Interestingly, there was a 20% significant increase in the mean number of FC test per patient during the first year of the pandemic. This could presumably be explained by the increased number of planned follow-ups. Other explanations could be an increased awareness of disease, hypervigilance for gastrointestinal symptoms or an easier ability to perform the test during the quarantine. Interestingly the median FC value for all patients tested was reduced during the first year of the pandemic. However, the proportion of patients with a FC value above 200 mg/kg did not change during the pandemic, indicating that the threshold for a patient to test was lower during the pandemic.

We hypothesized that an increased psychosocial stress during the pandemic could worsen the patients with IBD disease activity. It is known that anxiety and depression negatively influence the course of IBD [Citation7,Citation11,Citation12,Citation18]. Further the earthquake in Japan in 2011 had a negative impact on IBD [Citation13]. However, in the first year of the pandemic we did not find any tendency of increased disease activity based on FC levels or activity on colonoscopy and no change in medical treatment compared to the pre-pandemic year. In addition, the number of patients with a new onset of disease did not change significantly in the first year of the pandemic. Instead, less exposure to environmental factors, increased perceived assurance and control over bowel function in the familiar milieu at home could perhaps have positive effects on disease activity.

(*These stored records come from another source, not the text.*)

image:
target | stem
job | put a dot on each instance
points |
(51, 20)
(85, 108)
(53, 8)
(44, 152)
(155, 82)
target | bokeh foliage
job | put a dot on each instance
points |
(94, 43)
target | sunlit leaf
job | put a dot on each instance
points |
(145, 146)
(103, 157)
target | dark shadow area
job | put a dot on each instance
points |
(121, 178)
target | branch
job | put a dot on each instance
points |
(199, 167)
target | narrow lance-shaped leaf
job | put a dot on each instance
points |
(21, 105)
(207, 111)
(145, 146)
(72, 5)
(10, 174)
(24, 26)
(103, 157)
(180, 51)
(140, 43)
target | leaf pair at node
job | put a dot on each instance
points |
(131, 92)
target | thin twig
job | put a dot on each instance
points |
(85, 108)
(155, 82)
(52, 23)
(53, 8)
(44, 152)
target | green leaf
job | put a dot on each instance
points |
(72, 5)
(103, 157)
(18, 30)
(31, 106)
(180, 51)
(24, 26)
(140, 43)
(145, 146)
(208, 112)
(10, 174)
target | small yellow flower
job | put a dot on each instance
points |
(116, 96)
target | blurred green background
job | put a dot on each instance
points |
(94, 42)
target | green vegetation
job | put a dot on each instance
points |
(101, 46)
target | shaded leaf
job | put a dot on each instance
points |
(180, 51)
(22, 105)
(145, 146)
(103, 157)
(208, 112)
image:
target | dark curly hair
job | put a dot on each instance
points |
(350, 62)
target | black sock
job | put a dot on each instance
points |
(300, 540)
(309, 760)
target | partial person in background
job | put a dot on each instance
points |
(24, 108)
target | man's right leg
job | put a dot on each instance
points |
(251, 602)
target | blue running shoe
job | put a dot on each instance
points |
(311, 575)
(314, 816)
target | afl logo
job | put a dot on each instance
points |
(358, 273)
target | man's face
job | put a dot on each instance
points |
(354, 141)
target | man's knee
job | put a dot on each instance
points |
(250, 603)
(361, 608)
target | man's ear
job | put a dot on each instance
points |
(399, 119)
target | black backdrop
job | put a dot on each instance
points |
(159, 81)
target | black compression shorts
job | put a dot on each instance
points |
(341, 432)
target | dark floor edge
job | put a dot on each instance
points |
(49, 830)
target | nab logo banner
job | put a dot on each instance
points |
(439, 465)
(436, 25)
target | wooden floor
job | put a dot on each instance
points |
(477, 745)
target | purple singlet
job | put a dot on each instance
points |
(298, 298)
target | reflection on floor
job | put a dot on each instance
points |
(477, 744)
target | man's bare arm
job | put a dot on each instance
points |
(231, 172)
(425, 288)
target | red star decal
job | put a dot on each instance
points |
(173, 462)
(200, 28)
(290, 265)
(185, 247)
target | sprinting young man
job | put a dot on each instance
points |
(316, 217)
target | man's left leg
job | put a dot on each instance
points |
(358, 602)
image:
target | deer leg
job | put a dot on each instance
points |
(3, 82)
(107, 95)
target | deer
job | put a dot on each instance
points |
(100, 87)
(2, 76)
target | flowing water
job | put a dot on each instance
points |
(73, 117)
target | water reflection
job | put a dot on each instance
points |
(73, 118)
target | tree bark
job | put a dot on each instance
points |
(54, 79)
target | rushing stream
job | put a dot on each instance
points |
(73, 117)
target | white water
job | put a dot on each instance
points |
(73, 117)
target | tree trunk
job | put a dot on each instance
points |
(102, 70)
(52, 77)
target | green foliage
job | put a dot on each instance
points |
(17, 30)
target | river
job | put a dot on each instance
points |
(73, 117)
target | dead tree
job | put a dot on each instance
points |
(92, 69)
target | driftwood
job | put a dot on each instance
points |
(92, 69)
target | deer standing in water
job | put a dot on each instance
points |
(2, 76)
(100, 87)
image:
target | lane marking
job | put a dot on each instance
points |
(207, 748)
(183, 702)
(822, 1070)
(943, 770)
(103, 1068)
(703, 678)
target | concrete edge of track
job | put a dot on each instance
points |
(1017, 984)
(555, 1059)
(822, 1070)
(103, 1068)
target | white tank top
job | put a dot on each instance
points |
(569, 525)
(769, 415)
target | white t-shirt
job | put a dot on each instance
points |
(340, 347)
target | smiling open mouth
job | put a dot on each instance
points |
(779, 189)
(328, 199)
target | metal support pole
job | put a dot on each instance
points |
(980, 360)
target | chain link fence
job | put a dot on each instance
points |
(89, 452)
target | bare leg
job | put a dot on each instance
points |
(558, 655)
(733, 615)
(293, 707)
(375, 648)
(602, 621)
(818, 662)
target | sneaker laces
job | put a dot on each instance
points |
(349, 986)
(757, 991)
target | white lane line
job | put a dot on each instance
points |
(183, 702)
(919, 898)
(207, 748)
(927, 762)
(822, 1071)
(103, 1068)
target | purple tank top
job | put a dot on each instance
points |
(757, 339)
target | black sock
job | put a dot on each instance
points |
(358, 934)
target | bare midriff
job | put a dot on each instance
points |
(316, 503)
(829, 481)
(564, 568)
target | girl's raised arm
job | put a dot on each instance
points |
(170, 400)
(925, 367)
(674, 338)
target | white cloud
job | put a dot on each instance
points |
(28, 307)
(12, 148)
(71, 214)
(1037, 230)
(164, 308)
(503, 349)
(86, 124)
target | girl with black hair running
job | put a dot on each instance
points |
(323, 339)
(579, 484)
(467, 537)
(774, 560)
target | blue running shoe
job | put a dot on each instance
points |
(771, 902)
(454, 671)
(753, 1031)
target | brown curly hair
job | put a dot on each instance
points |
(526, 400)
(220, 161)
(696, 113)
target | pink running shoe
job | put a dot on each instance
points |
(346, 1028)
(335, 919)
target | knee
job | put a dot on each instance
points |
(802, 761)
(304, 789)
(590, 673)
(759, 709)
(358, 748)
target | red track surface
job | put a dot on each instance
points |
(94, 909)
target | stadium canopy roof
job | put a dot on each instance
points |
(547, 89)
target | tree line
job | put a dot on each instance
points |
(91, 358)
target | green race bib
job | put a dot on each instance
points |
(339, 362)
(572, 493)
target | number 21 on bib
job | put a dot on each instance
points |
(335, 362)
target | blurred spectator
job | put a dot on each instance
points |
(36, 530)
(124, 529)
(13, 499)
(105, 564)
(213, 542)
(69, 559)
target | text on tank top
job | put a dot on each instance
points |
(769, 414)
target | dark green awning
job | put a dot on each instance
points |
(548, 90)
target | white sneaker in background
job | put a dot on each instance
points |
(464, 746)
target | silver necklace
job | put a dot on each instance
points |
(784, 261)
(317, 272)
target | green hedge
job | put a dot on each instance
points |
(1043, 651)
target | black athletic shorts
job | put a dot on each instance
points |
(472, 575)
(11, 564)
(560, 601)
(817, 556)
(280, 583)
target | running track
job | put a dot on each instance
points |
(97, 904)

The present study included all patients with IBD in the catchment area and therefore present data on the overall use of medical treatment for IBD and remission rates. It shows that immunomodulators is commonly used and used by a half of the patients with CD whereas biologics are only used by approximately 25% of the patients with CD and 10% of patients with UC. The study also shows that the proportion of patients with a FC level above 200 mg/kg with the CALPRO method were similar in patients with UC and CD, and that approximately one out of six (18%) of patients with IBD were above this level. There is still uncertainty what a realistic target (proportion of patients that is in clinical remission) by using modern IBD therapy is and whether a slightly elevated FC level could be accepted. However, the use of biologics at our clinic is perhaps lower than accurate and that there is a potential for getting more patients in clinical remission by increase the use of these drugs.

Our study showed that the proportion of patients with IBD and a positive SARS-CoV-2 test did not differ from the reference population. A study from India showed the same result [Citation19]. However, Attauabi et al. found the prevalence of SARS-CoV-2 in IBD patients to be significantly lower than in the background population (2.5% vs 3.7%) [Citation20]. One possible factor could be a lower threshold for testing. Another possibility are regional differences in the spread of SARS-CoV2 and testing capacity.

This study had some limitations. Firstly, the SARS-CoV-2 pandemic is still ongoing (in the fall of 2021) and using a longer observation period the healthcare of IBD as well the impact of disease activity may look different. The study only includes adult patients and perhaps the outcome in paedriatric patients would have been different. A strength in our survey is that all patients with IBD were included except those subjects who moved out from the catchment area, were colectomized or deceased. Furthermore, the two groups (pre-pandemic and pandemic) observed basically included the same patients.

In conclusion, the shift towards a telemedicine oriented IBD-healthcare service in the first year of the pandemic significantly increased the scheduled contacts, as well as the frequency of FC testing. There was an approximately increase of 21% in mean planned health contacts and a 20% increase for the mean number of FC tests in the year of the pandemic, but there was a significant decrease in performed surveillance colonoscopies. Despite these changes in IBD care between the pre-pandemic and pandemic year, the patients showed no difference in medical treatment or disease activity.

Disclosure statement

No potential conflict of interest was reported by the author(s).

Additional information

Funding

The study was funded by Region Västerbotten, Sweden.